For a sensory beach-related experience, we had our first foray into cloud dough.  There are many different variations out there, and I tried this Glittery Cloud Dough, specifically for making little sand castles and playing with shells.  I honestly think I enjoyed this as much as the kiddos!  I was going to use vegetable oil, but decided to buy cheap white flour specifically for the project (so I didn’t use up my expensive white wheat that I use for cooking and baking) so I went ahead and got the baby oil too – it makes it smell so good!  The oil and flour mix together easily and form this soft, pliable “dough” – it doesn’t stick together like traditional dough but it holds its shape for a little bit.

Math & Phonics
Since the FIAR program doesn’t capitalize on phonics and math, it suggests supplementing with other materials.  I have a slew of workbooks that I was more than eager to introduce.  I worry about activities that are too structured, especially since Gwen can become impatient with tracing and trying to write, so I decided to rotate workbooks to keep it interesting (and use up my huge stash!). 

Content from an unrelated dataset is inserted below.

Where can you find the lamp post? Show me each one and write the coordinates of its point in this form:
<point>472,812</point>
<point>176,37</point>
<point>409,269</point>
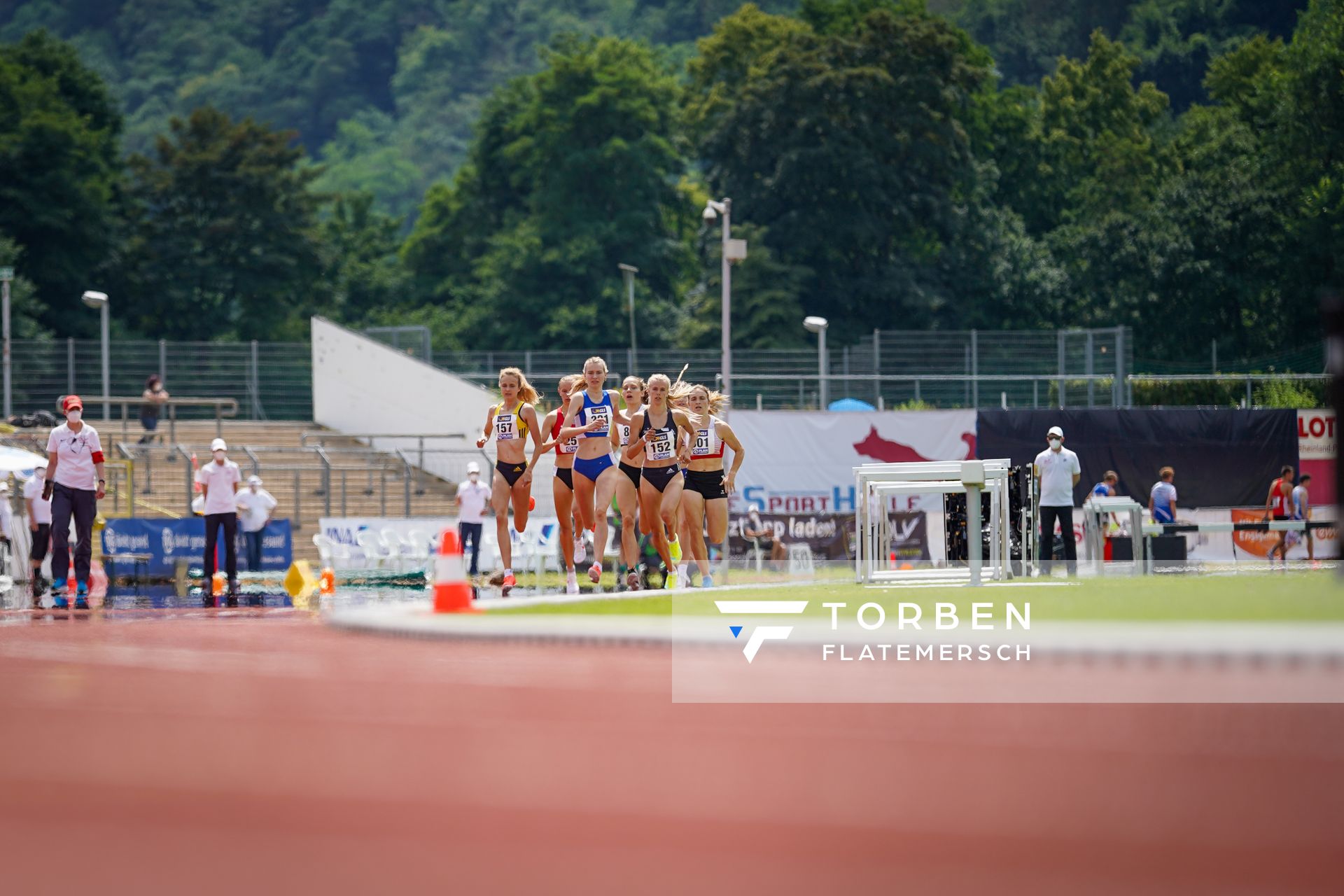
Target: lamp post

Some of the titles we’re working on:
School Zone Uppercase and Lowercase Alphabet Grade P
Home Workbooks Beginning Math Grade K
MATH – 101 Things Every Kindergartner Should Know About Math
PHONICS – 101 Things Every Kindergartner Should Know About Phonics
BrainQuest Workbook Pre-K

I loved the idea for preschool journals and let the kids decorate their own composition notebooks.  I’m hoping to do at least one or two pages in there a week, depending on when the mood strikes. 

As a sort of go-along with the me-on-the-map and journal, I was going to have them make “all about me” lapbooks but opted instead for mini-books (I printed some of the pages at half the size and stapled them together), which I helped them fill out.  They had fun drawing pictures in the boxes; I got a good laugh out of their answers.  A couple times when I laughed at his answers (e.g., what are you best at?  eating peaches), Josiah said, “why so funny?”

I’m looking forward to when we can include multi-cultural meals into the week, when they coincide with the story, but this week the only thing I could pull from the book was ice cream with jimmies.  No complaints here!

The kids were with their grandparents two days this week, which is unusual, so we crammed everything into three-days-in-a-row instead of five.  Not sure yet if we’ll do anything on Saturday, but I have some of the printables from our O is for Ocean week sitting amongst the pile of workbooks.  It would be neat to capitalize on the beach setting – learn about fish, take an actual trip to the beach, run along the sand and collect shells.